Ce n'est pas tous les jours qu'on voit un député contredire publiquement son chef, qui est de surcroît premier ministre.
C'est pourtant ce que le député de Chomedey, Thomas Mulcair, ne s'est pas gêné de faire, dans le dossier de la privatisation partielle du parc du Mont-Orford, au cours d'une série d'entrevues au cours des derniers jours.
Cette fronde contre le premier ministre Jean Charest jette le caucus des députés libéraux dans l'embarras, mais pas encore cependant au point de menacer M. Mulcair d'expulsion.
Vendredi, les députés cherchaient à minimiser les faits et à attribuer les propos incendiaires de M. Mulcair à son amertume d'avoir quitté le conseil des ministres et à son caractère bouillant.
«M. Mulcair n'a peut-être pas été dans son état normal et a fait des déclarations qu'il peut regretter éventuellement», a déclaré le président du caucus libéral, David Whissel, lors d'un entretien téléphonique à La Presse Canadienne.
«On va laisser Tom reprendre le contrôle de ses esprits», a-t-il ajouté, en qualifiant son collègue de «bouillant, explosif et impulsif».
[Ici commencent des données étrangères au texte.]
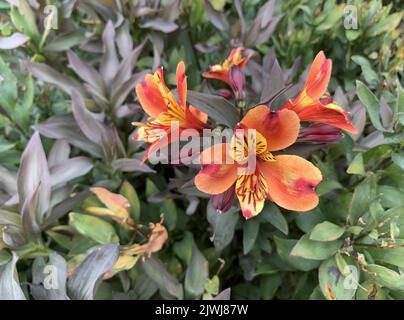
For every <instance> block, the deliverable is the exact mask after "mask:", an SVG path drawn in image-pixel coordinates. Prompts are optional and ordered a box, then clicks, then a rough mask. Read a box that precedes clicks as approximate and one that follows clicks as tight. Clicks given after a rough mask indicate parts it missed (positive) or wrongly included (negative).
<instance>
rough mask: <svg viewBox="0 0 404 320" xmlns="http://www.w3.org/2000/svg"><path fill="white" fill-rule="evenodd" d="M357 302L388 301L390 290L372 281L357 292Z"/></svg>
mask: <svg viewBox="0 0 404 320" xmlns="http://www.w3.org/2000/svg"><path fill="white" fill-rule="evenodd" d="M355 298H356V300H388V290H386V289H384V288H382V287H381V286H379V285H378V284H377V283H375V282H374V281H372V280H367V281H365V282H363V283H361V284H360V286H359V287H358V289H357V290H356V296H355Z"/></svg>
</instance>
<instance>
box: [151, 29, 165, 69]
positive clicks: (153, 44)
mask: <svg viewBox="0 0 404 320" xmlns="http://www.w3.org/2000/svg"><path fill="white" fill-rule="evenodd" d="M149 37H150V41H151V42H152V43H153V70H156V69H157V68H158V67H159V66H160V61H161V55H162V54H163V50H164V39H163V37H162V36H161V35H160V34H157V33H152V34H150V35H149Z"/></svg>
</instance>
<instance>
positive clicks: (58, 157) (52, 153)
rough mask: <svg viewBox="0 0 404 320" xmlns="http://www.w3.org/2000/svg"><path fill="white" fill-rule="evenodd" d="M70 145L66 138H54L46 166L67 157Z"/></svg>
mask: <svg viewBox="0 0 404 320" xmlns="http://www.w3.org/2000/svg"><path fill="white" fill-rule="evenodd" d="M70 149H71V148H70V145H69V143H68V142H67V141H66V140H56V141H55V142H54V143H53V146H52V148H51V150H50V151H49V154H48V166H49V168H52V167H53V166H55V165H57V164H59V163H60V162H63V161H65V160H67V159H69V155H70Z"/></svg>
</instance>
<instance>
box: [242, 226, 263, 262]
mask: <svg viewBox="0 0 404 320" xmlns="http://www.w3.org/2000/svg"><path fill="white" fill-rule="evenodd" d="M259 228H260V223H259V221H258V220H257V219H251V220H247V221H244V224H243V253H244V254H248V253H249V252H250V251H251V249H252V248H253V247H254V244H255V241H256V240H257V236H258V232H259Z"/></svg>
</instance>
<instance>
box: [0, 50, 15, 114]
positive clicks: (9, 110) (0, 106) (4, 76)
mask: <svg viewBox="0 0 404 320" xmlns="http://www.w3.org/2000/svg"><path fill="white" fill-rule="evenodd" d="M17 97H18V93H17V79H16V77H15V75H14V74H13V73H12V71H11V69H10V67H9V65H8V64H7V63H5V62H4V60H3V58H1V57H0V111H1V107H3V108H5V110H6V111H7V113H9V114H11V113H12V110H13V108H14V106H15V103H16V101H17Z"/></svg>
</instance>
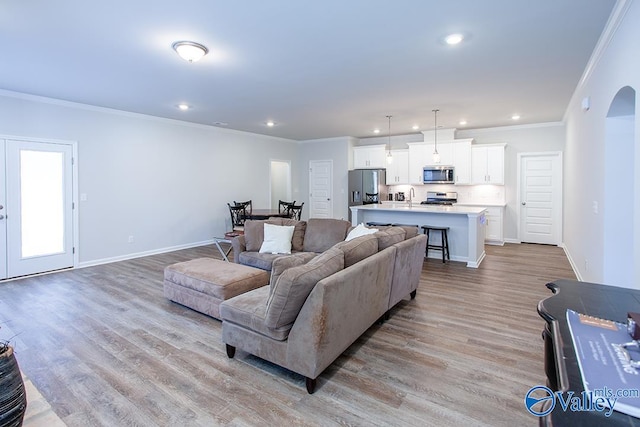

M. Mulcair soutient qu'il n'a jamais approuvé la vente partielle du parc du Mont-Orford, alors que le premier ministre Charest soutient que la décision annoncée récemment par son successeur au Développement durable, Claude Béchard, est en tous points semblable à ce que le député de Chomedey avait proposé.
Qui dit vrai ?
«Entre les deux, je crois plus au premier ministre. Je sais pertinemment que la proposition qui est sur la table, c'est lui qui l'a amenée comme elle est là», assure M. Whissell, qui assiste au conseil des ministres et qui estime que son collègue «joue avec les mots». «Il n'y a pas d'ambiguïté dans mon esprit.»
Le whip du gouvernement, Norman MacMillan, donne lui aussi la même version des faits que le premier ministre Charest.
Quant à savoir si ses propos méritent une sanction, voire l'expulsion du caucus, M. Whissel ne voit venir «rien pour l'instant. On n'est pas rendu là.»
«On va laisser le côté bouillant de Tom se refroidir, et on verra», a-t-il ajouté.
Le whip du gouvernement a renchéri. «On n'est pas rendu au point de dire : on va mettre quelqu'un à la porte», a indiqué M. MacMillan, lors d'un entretien téléphonique.
Ce dernier reproche à l'ex-ministre du Développement durable de laver son linge sale sur la place publique, au lieu de faire part de ses critiques au cours des réunions hebdomadaires du caucus.
«Ce n'est pas acceptable, dans le sens qu'on a un caucus, alors ces choses-là devraient être discutées au caucus. C'est clair», a-t-il tranché.
Sauf que M. Mulcair n'a pas mis les pieds aux réunions du caucus libéral, depuis la fin février, quand il a refusé l'offre du premier ministre de laisser le Développement durable pour les Services gouvernementaux. M. Mulcair a préféré redevenir simple député.
Quant à lui, le député de Brome-Missisquoi, Pierre Paradis, ne voit pas pourquoi M. Mulcair devrait être chassé du caucus, n'ayant à ses yeux transgressé aucune règle.
Cela est d'autant plus vrai, à ses yeux, du fait que le dossier du Mont Orford n'a jamais été discuté lors des réunions du caucus.
Le premier ministre Charest, de même que le ministre du Développement durable, Claude Béchard, se sont refusés à tout commentaire vendredi.
Lors d'un point de presse sur un autre sujet, le ministre de la Santé, Philippe Couillard, s'est lui aussi abstenu de commenter les sorties publiques de son collègue.
«Il y a un respect qu'il doit y avoir», quant au code de confidentialité que doivent suivre les ministres, a fait valoir de son côté le député de Vimont, Vincent Auclair, qui reproche aussi au député de Chomedey ses sorties sur la place publique.
La députée de Chambly, Diane Legault, estime que M. Mulcair est «intense» et devra vivre avec les conséquences de ses déclarations. «Il va certainement mûrir dans les prochains jours», selon elle.
Le principal intéressé, le député de Chomedey, n'a pas donné suite à une demande d'entrevue.